Now, it's not really cooling off, since it's spring! Well, with all the left over snow, it doesn't really look like spring break, but you get what I mean. Anyways, we started the class talking about how we're in the home stretch (That's right guys, there's only less than a month left before exams) and we need to start getting some practice in. There's about 72 exam questions we can work on (found over on the side here --->) and ideally, we should be getting in about 3 questions a day. Remember to not erase any of your work, that way, when you consult with Mr.
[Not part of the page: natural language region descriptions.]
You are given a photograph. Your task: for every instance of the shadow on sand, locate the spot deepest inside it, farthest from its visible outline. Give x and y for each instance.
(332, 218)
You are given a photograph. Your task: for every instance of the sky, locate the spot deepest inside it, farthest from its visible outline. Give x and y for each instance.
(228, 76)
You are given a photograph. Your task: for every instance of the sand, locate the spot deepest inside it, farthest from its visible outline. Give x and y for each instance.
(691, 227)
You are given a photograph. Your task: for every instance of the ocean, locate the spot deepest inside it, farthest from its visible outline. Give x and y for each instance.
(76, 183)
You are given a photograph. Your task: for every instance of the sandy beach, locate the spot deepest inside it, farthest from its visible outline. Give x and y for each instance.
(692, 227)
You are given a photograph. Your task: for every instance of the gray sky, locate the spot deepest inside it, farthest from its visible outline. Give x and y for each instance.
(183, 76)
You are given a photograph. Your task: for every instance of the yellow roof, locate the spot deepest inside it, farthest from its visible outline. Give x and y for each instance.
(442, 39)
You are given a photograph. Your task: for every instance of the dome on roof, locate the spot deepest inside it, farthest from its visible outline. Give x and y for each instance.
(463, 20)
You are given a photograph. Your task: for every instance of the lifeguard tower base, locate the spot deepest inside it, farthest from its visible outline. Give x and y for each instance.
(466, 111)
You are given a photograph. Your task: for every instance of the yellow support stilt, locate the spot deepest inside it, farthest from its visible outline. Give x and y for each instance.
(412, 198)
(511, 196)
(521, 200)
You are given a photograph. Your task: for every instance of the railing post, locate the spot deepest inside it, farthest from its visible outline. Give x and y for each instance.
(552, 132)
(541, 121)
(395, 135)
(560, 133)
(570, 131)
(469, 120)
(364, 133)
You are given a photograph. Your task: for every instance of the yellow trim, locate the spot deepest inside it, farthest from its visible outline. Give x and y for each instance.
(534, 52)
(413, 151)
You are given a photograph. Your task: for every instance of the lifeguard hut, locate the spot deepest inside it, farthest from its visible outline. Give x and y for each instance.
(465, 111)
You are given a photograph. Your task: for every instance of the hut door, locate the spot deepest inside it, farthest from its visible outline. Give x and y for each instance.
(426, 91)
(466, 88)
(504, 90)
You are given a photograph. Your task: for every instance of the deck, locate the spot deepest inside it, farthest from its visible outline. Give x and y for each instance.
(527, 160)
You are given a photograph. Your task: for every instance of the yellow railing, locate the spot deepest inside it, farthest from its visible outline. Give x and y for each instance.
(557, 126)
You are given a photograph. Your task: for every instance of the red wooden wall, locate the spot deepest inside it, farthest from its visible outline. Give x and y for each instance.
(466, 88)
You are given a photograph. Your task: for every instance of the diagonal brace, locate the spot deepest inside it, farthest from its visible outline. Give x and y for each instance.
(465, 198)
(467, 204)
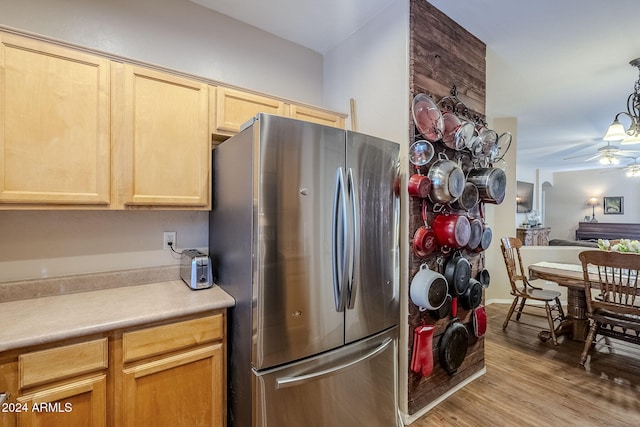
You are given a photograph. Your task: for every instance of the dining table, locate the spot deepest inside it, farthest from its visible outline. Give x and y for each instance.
(576, 322)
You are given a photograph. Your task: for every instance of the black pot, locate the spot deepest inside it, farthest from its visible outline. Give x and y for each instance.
(457, 272)
(472, 298)
(453, 345)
K or other students, we can analyze the work to see where you went wrong (if you were wrong at all in the first place).

Anyways, let's get to the main stuff..

We started by finishing off last week's question about the roast. We found that k = 1/2ln(5/12)

So now that we know A and k, we can now solve for any time where t = time. So we then had to find how long would it take for the temperature of the roast to fall to 21 degrees Fahrenheit.
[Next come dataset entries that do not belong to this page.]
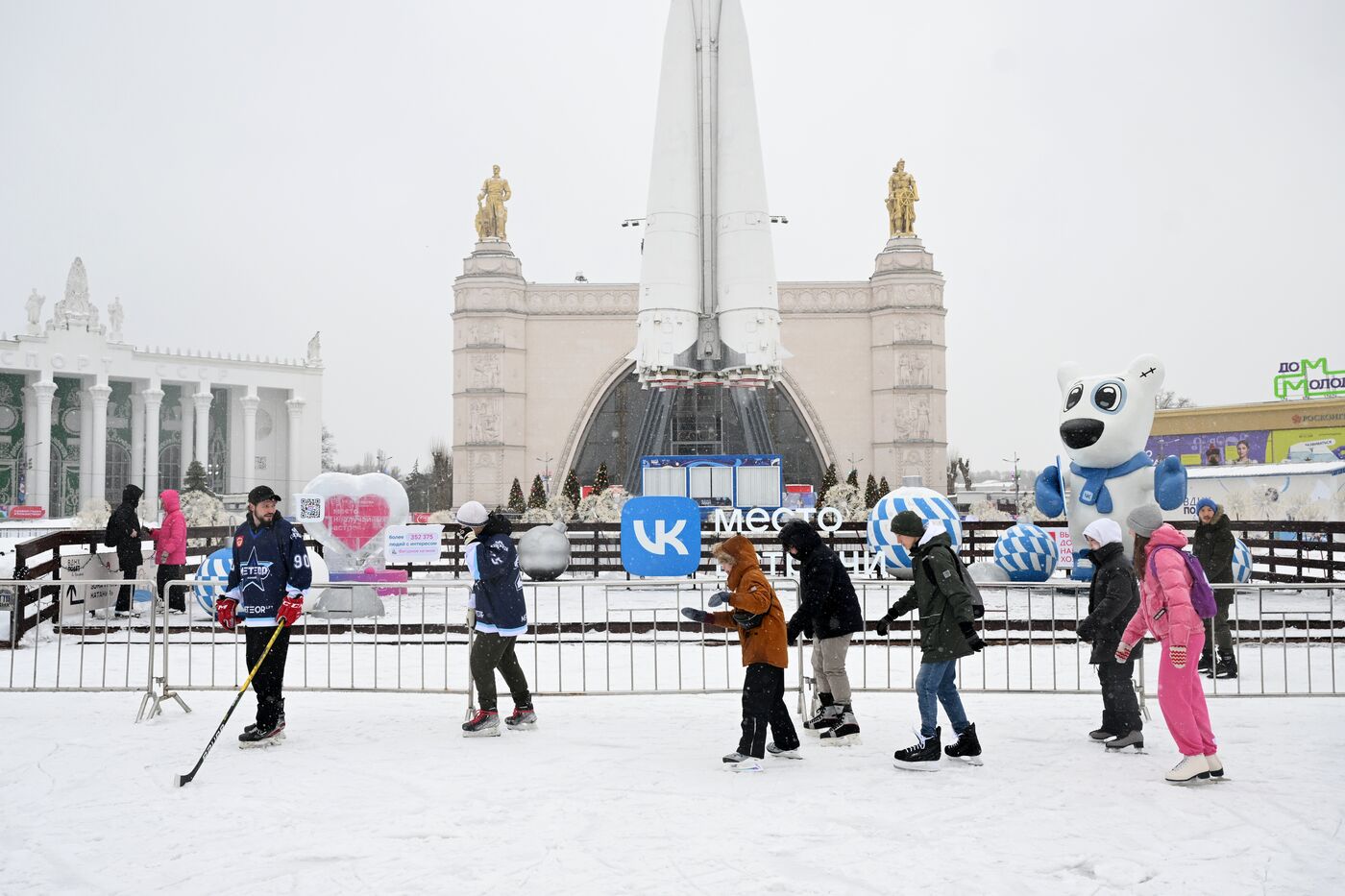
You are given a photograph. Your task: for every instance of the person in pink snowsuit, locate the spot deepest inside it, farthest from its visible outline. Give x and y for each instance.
(1166, 611)
(171, 549)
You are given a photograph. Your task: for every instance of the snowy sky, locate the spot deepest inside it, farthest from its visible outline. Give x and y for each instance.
(1095, 181)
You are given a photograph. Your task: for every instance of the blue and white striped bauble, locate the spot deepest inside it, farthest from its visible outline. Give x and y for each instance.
(214, 569)
(1026, 553)
(925, 502)
(1241, 563)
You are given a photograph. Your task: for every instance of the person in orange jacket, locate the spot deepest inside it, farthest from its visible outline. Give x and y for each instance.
(757, 615)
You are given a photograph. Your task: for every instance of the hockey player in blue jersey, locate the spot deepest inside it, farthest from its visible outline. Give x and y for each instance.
(266, 587)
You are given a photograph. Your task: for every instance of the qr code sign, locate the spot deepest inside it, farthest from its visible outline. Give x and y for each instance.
(309, 507)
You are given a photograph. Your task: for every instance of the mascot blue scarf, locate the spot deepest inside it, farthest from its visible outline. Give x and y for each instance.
(1095, 480)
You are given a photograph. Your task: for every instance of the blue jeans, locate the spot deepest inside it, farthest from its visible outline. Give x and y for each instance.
(937, 684)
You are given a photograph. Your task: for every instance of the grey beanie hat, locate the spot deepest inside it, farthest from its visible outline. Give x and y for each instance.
(1145, 520)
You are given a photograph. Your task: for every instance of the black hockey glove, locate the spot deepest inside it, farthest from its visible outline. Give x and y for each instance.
(972, 638)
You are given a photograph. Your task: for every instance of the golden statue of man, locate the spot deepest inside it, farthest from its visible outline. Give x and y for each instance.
(901, 202)
(491, 215)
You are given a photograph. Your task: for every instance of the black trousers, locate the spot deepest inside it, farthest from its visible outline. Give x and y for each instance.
(491, 651)
(1119, 705)
(269, 682)
(763, 707)
(124, 593)
(178, 599)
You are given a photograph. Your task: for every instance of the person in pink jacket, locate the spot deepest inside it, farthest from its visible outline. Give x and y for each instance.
(1166, 611)
(171, 549)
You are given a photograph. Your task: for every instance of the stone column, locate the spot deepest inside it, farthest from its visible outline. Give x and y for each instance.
(154, 400)
(910, 376)
(98, 436)
(296, 420)
(85, 448)
(202, 442)
(188, 430)
(490, 402)
(137, 440)
(251, 402)
(43, 392)
(30, 426)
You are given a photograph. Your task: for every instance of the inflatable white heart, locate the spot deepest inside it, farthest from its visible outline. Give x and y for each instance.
(356, 512)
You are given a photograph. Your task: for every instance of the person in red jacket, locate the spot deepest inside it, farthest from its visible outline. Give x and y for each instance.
(171, 549)
(1166, 611)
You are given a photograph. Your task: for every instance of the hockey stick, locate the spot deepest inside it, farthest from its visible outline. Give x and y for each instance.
(185, 779)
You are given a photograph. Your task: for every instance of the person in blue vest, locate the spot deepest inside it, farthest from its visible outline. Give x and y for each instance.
(266, 586)
(501, 617)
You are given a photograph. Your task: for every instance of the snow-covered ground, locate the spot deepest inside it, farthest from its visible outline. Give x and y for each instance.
(379, 792)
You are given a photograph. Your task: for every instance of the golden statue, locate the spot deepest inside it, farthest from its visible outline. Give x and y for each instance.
(901, 202)
(491, 215)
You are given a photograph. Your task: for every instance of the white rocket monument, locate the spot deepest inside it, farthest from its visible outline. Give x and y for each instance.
(709, 312)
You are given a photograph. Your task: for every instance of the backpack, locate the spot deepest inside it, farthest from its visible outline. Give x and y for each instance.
(978, 604)
(1201, 594)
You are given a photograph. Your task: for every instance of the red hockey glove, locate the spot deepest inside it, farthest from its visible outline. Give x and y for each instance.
(225, 613)
(289, 610)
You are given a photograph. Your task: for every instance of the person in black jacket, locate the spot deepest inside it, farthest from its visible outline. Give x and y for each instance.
(1113, 600)
(1213, 547)
(829, 614)
(124, 534)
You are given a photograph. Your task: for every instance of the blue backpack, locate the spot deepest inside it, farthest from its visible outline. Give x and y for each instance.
(1201, 594)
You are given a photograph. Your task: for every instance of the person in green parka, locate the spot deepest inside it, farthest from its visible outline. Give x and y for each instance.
(947, 634)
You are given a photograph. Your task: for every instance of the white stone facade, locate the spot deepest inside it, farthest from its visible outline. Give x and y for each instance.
(98, 413)
(531, 362)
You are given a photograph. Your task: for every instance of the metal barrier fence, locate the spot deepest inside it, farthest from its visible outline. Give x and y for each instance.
(618, 637)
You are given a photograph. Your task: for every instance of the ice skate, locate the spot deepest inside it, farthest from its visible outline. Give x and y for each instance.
(255, 738)
(522, 718)
(920, 757)
(486, 722)
(1216, 767)
(743, 763)
(1190, 770)
(844, 732)
(1132, 739)
(967, 747)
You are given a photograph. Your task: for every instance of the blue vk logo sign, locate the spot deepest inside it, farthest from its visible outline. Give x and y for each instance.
(661, 536)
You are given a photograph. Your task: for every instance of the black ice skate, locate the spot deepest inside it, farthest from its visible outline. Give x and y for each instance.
(522, 718)
(1130, 739)
(783, 754)
(921, 757)
(486, 722)
(736, 762)
(826, 715)
(255, 736)
(844, 732)
(967, 747)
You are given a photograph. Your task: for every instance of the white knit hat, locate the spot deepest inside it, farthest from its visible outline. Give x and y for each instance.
(1105, 530)
(473, 514)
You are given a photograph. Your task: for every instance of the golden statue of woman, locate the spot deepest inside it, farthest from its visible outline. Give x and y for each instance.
(901, 202)
(491, 213)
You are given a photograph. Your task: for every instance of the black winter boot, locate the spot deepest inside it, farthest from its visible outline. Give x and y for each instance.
(967, 747)
(920, 757)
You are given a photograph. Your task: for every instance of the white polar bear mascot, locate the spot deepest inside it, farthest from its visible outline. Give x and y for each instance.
(1105, 423)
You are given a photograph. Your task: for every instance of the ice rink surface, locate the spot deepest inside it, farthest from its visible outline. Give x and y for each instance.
(380, 794)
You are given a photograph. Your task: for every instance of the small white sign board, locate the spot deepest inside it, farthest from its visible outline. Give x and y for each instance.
(413, 544)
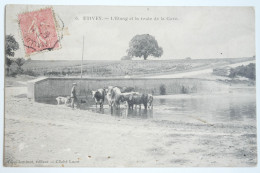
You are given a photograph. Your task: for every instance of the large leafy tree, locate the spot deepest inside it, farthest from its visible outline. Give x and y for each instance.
(20, 62)
(11, 46)
(143, 46)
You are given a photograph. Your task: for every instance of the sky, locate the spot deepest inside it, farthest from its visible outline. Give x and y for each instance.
(195, 32)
In place of T we put 21, because that's the temperature we want to find the time for, subtract it from 20. That leaves us with one. We move the 48 from the other side to isolate e^1/2ln(5/12). We then took the ln of both sides and solved for t and got approximately 8.844 hours.

So next on slide 7, we started cooling soda's outside. So now we want to find how long would it take for the drinks to cool to 35 Degrees Fahrenheit. So now, we have some initial values that we can work with.

The temperature outside is 25 Degrees Fahrenheit(we checked the thermometer outside), and the temperature inside is 72 Degrees Fahrenheit. We put one of the cans outside for 30 minutes or 1/2(0.5) an hour and measured it's temperature to be 60 Degrees Fahrenheit.

So, T(30mins) = 60 Fahrenheit (or T(0.5hours) = 60 Fahrenheit), and T(0) = 72 Fahrenheit. Because the drink is cooling at a constant rate, we can make a function. dT/dt, where T = Temperature and t = Time.
dT/dt = k(T-25)

We antidifferentiated the function and let e^c = A. ( You will recall this procedure from the last scribe post).
So we want to know what k is. So we use T(0) = 72. The e^(k(0)) will become 1 and we're left with A. So 72 - 25 leaves us with 47. Now we have our A value. To find the k value, we now use (in this case) T(30) = 60.
So we get 60 - 25 = 47e^(k(30)). We then isolated e^30k by dividing 47 from both sides. We now have 35/47 = e^30k. Finding k, we find the ln of both sides and now have 1/30ln(35/47) = k. Using the calculator, we find that k is approximately -0.0098.

So now that we have k and A, we can now find the time it takes for the drinks to cool to 35 Degrees Fahrenheit. So we set up the equation above. The first two lines are pretty straight forward, so I'll just tell you what's happening in the last three.
After plugging and chugging, we get 10/47 = e^-o.0098t and take the ln of both sides to get ln(10/47) = -0.0098t. Divide 0.0098 from both sides and you get t is approximately 157.486. Now that's not a pretty number to say unless you're talking movies, so, we convert it to be 2 hours, 32 minutes and 30 seconds. Voila!

Homework is Exercise 9.4.

Next scribe is Paul.

Now I gotta jet. Bye.

~Rence - Out

1 comment:

Lani said...

Hi there,

Now that you're on the homestretch, which IMHO is absolutely no time for cooling off, what plans and strategies are you using to assure that you can achieve to your highest potential? other than practicing?